Americana: While you do allow for some use of European cultural theory, you also warn against being consumed by it. Indeed, in “Listening to Learn,” you argued, “In my view, American studies would be served best by a theory that refuses hypostatization into a method, that grounds itself in the study of concrete cultural practices, that extends the definition of culture to the broadest possible contexts of cultural production and reception, that recognizes the role played by national histories and traditions in cultural contestation, and that understands that struggles over meaning are inevitably struggles over resources.” Have you seen your call come to fruition?

Lipsitz: I think that the cultural criticism carried on by artists in recent years has been ahead of the cultural criticism carried on by scholars. Horace Tapscott's posthumously published memoir Songs of the Unsung is one of the most important books ever written.
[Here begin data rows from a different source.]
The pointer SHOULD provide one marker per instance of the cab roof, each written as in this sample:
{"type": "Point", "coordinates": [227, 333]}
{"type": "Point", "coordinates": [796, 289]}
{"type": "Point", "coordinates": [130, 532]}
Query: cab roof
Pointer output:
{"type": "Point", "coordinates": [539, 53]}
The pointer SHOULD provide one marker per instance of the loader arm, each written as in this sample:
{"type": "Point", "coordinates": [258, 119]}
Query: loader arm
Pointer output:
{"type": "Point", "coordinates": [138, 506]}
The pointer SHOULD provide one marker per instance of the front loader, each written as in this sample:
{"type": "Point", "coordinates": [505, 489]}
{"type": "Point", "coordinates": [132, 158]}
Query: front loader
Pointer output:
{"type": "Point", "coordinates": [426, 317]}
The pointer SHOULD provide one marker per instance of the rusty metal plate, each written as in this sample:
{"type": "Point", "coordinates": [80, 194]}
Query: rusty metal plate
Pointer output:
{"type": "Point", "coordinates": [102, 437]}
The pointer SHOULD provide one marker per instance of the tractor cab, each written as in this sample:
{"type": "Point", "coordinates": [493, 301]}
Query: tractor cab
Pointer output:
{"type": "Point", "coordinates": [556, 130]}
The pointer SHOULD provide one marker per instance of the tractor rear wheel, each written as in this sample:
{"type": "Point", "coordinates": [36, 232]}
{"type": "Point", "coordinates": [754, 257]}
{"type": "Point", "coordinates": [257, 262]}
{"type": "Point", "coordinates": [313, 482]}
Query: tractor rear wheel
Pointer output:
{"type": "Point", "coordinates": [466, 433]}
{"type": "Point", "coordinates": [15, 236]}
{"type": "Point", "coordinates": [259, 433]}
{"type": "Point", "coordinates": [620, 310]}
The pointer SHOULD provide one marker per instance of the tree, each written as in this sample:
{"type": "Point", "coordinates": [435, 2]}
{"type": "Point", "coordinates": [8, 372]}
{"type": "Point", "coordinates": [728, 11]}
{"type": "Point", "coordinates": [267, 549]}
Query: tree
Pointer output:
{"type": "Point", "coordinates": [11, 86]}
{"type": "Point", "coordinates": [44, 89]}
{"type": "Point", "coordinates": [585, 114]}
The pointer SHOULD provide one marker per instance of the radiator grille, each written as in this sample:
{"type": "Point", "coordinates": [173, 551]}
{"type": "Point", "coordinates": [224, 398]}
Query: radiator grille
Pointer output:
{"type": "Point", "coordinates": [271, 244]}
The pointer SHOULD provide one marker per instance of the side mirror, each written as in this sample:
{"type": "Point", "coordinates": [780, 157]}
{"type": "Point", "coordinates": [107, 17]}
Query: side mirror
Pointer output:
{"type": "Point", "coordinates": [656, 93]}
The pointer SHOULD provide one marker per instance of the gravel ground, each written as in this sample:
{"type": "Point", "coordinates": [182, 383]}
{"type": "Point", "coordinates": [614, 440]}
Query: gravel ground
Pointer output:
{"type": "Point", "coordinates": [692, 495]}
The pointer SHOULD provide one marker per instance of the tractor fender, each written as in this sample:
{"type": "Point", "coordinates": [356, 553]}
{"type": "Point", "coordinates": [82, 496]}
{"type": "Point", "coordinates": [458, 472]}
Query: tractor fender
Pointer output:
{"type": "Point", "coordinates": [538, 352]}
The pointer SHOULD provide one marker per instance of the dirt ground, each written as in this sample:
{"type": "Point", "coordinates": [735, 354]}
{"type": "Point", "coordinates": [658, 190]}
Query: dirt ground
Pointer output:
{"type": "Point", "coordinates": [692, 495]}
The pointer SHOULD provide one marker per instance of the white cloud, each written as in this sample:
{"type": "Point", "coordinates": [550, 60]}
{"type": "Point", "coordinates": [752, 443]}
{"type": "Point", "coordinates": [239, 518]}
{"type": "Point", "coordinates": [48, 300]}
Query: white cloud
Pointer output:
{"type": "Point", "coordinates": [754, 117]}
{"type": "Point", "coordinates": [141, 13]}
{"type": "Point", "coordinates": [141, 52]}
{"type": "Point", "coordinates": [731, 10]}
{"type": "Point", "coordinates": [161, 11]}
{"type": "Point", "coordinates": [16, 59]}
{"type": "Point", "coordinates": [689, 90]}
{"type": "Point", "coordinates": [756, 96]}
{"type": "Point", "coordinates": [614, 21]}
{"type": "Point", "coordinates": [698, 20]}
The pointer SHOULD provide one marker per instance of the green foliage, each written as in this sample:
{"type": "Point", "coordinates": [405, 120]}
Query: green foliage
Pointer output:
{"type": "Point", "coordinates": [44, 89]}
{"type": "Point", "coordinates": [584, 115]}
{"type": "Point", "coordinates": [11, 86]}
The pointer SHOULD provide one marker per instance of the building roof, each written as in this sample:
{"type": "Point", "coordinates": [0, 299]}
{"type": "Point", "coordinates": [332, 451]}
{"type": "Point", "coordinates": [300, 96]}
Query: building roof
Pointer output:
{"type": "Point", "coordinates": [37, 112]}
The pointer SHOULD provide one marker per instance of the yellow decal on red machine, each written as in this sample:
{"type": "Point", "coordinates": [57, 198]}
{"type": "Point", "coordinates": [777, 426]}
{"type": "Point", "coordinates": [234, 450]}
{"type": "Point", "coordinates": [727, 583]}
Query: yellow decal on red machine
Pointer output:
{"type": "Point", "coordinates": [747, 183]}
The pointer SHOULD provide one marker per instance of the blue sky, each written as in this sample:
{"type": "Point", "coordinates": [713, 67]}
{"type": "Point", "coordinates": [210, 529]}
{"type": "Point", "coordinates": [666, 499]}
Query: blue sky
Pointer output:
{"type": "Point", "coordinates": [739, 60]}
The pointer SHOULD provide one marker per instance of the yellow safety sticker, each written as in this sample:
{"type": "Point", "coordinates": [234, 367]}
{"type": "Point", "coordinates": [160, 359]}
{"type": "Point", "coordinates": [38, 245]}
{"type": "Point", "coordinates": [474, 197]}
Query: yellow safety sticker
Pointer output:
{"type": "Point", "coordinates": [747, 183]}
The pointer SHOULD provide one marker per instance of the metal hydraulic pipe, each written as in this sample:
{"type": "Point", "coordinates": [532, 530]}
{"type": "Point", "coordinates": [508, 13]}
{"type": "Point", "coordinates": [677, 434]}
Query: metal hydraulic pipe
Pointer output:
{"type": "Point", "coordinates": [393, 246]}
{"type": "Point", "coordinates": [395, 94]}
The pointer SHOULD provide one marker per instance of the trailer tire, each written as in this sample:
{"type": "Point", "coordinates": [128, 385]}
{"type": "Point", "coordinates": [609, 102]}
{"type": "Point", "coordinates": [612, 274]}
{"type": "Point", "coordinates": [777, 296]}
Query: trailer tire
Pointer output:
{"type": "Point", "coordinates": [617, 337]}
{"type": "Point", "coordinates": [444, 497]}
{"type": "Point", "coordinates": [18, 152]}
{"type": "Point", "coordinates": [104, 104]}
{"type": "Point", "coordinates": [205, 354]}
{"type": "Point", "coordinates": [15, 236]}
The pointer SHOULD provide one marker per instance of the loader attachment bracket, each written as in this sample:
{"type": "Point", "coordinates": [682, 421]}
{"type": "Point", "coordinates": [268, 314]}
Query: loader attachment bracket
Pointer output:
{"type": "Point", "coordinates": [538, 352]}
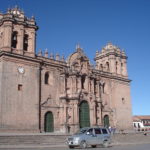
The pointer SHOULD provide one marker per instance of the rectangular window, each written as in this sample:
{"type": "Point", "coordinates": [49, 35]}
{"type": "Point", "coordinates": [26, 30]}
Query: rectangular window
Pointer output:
{"type": "Point", "coordinates": [19, 87]}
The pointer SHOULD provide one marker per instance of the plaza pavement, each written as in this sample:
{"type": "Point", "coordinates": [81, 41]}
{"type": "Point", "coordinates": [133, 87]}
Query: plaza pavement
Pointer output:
{"type": "Point", "coordinates": [24, 140]}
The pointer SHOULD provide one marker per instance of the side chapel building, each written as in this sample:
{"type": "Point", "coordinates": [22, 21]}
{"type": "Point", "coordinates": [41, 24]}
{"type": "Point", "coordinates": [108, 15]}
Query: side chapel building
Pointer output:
{"type": "Point", "coordinates": [39, 93]}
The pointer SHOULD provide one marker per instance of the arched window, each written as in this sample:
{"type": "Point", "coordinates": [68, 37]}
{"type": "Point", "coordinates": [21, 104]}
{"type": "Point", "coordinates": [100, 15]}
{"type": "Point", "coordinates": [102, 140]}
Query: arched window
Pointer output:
{"type": "Point", "coordinates": [101, 67]}
{"type": "Point", "coordinates": [82, 81]}
{"type": "Point", "coordinates": [106, 121]}
{"type": "Point", "coordinates": [84, 114]}
{"type": "Point", "coordinates": [14, 39]}
{"type": "Point", "coordinates": [121, 67]}
{"type": "Point", "coordinates": [107, 66]}
{"type": "Point", "coordinates": [116, 66]}
{"type": "Point", "coordinates": [25, 44]}
{"type": "Point", "coordinates": [46, 78]}
{"type": "Point", "coordinates": [49, 122]}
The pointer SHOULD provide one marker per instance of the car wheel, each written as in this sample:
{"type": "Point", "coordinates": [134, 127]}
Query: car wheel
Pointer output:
{"type": "Point", "coordinates": [71, 147]}
{"type": "Point", "coordinates": [93, 146]}
{"type": "Point", "coordinates": [105, 144]}
{"type": "Point", "coordinates": [83, 144]}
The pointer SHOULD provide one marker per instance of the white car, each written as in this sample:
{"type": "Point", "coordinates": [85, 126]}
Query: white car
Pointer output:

The poetry and spoken word art of Marisela Norte, Roberta Hill, Luis Alfaro, and Elizabeth Alexander (among others) has been amazing. But young scholars attuned to this work have played an important role in its development through their critiques, compliments, and all around championing of community artists who make an art out of talking back. I greatly admire what Michelle Habell-Pallan has done for a broad range of Latina cultural creators, how Tricia Rose has influenced women in hip hop, how Josh Kun's scholarship and journalism so brilliantly focuses attention on the new art emerging all around us.

Americana: In “Listening to Learn,” you urge scholars to consider such popular culture artifacts as the Lindy-hop, Rupert Murdoch, and the Angry Samoans; “we neglect them only at our peril,” you note. We take it from your previous comments that you have seen scholars pay more attention to such codes of popular culture? The field is no longer dominated by research on such figures as Ralph Ellsion and on such themes as the popular detective fiction of Chester Himes?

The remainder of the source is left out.